L’ADEME octroie aussi des aides financières aux collectivités locales

Notre travail d’accompagnement et d’anticipation est certes important, mais nous avons aussi une capacité d’aide financière. Ces aides sont multiples avec des fonds emblématiques comme le fonds chaleur ou le fonds déchets. L’accompagnement financier concerne aussi les politiques de prévention dans la perspective de lutte contre le changement climatique et les politiques d’urbanisme plus durable qui prennent mieux en compte leur environnement.
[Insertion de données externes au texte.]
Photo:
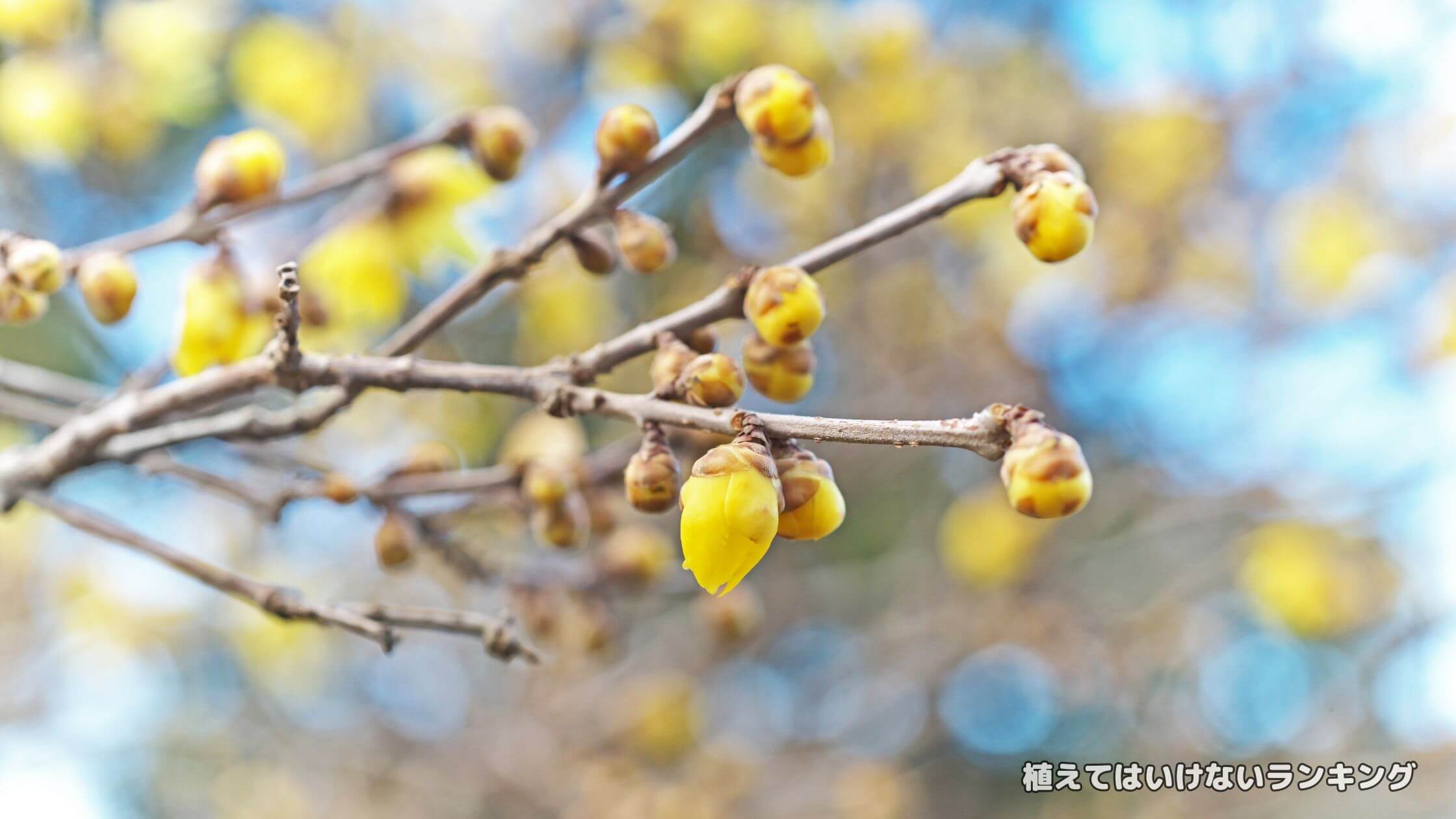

Quel est le budget de l’ademe ?

Malgré une période budgétaire difficile, le budget de l’ADEME a été préservé. En termes d’engagement, il représente 490 millions d’euros. C’est plutôt positif et en même temps c’est normal. On ne peut avoir adopté une loi de transition énergétique ambitieuse et ne pas s’en donner les moyens. A côté de ce budget, un fonds spécial a été mis en place pour le financement de la transition énergétique, doté pour les trois prochaines années de 1,5 milliard d’euros.

Les budgets des collectivités locales sont en baisse. Le manque de moyens financiers peut-il constituer un frein à la mise en place des actions nécessaires à la protection de notre environnement ?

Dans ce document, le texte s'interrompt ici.